John Thomas
- Thomas in 1961

No. 78
- Positions: Guard, tackle, linebacker

Personal information
- Born: January 25, 1935 (age 91) Tyler, Texas, U.S.
- Listed height: 6 ft 4 in (1.93 m)
- Listed weight: 246 lb (112 kg)

Career information
- High school: El Cerrito (El Cerrito, California)
- College: Pacific
- NFL draft: 1957 (23rd round, 272nd overall pick)

Career history
- San Francisco 49ers (1958–1967);

Awards and highlights
- First-team All-Pro (1966); Pro Bowl (1966);

Career NFL statistics
- Games played: 122
- Games Started: 112
- Fumble recoveries: 7
- Stats at Pro Football Reference

= John Thomas (American football, born 1935) =

American football player (born 1935)

John Thomas (born January 25, 1935) is an American former professional football player who was a tackle for 10 seasons with the San Francisco 49ers of the National Football League (NFL).

==Biography==

John Thomas was born January 25, 1935, in Tyler, Texas.

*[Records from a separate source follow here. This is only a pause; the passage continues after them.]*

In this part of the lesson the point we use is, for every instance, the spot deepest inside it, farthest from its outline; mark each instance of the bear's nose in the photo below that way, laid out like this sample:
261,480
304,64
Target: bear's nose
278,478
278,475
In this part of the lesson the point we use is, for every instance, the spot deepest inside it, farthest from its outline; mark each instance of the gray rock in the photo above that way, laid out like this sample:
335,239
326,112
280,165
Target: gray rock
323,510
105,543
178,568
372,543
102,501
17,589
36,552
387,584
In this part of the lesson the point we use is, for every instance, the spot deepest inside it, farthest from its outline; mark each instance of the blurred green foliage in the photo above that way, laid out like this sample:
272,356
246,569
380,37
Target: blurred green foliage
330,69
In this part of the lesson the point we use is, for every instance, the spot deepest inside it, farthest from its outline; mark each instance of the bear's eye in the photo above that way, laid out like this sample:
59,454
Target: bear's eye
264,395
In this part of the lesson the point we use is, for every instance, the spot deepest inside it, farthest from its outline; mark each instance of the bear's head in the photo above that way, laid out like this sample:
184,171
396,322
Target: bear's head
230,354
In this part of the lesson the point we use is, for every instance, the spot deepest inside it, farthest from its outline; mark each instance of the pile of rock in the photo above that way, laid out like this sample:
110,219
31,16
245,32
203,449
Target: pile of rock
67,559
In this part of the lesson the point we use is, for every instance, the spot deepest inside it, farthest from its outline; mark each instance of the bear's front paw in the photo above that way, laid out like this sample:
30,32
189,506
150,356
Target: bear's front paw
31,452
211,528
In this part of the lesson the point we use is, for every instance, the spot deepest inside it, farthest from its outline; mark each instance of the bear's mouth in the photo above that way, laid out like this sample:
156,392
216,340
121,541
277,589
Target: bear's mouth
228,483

He attended the College of the Pacific, a private college in Stockton, California affiliated with the United Methodist Church. At Pacific he played football and basketball, particularly excelling in the latter sport, captaining the team for two years a row and earning All-Pacific Coast status.

Publicity photo of Thomas from 1960.

Thomas' basketball skills were good enough to earn a try out with the St. Louis Hawks of the National Basketball Association (NBA). While he did not make the Hawks team, Thomas would continue to play basketball as a hobby and fitness activity throughout his professional football career.

Thomas was selected as an end in the 23rd round of the 1957 NFL draft by the San Francisco 49ers, who made him the 272nd player taken overall. The tepid estimation of his receiving potential made by player personnel men around the league proved reasonably founded, unfortunately, and the 215-pound receiver failed the make the 49ers roster and was unconditionally released.

Not to be deterred, Thomas packed on 30 pounds of muscle and returned as a free agent to 49ers training camp ahead of the 1958 season, this time in an effort to land a spot as an offensive tackle. The second effort proved a charm, and Thomas won a place on the team's 35-man roster. He would appear in 12 games during that year, starting at left tackle in 7 of those contests.

During the off-season, Thomas worked for the probation department of Alameda County, California.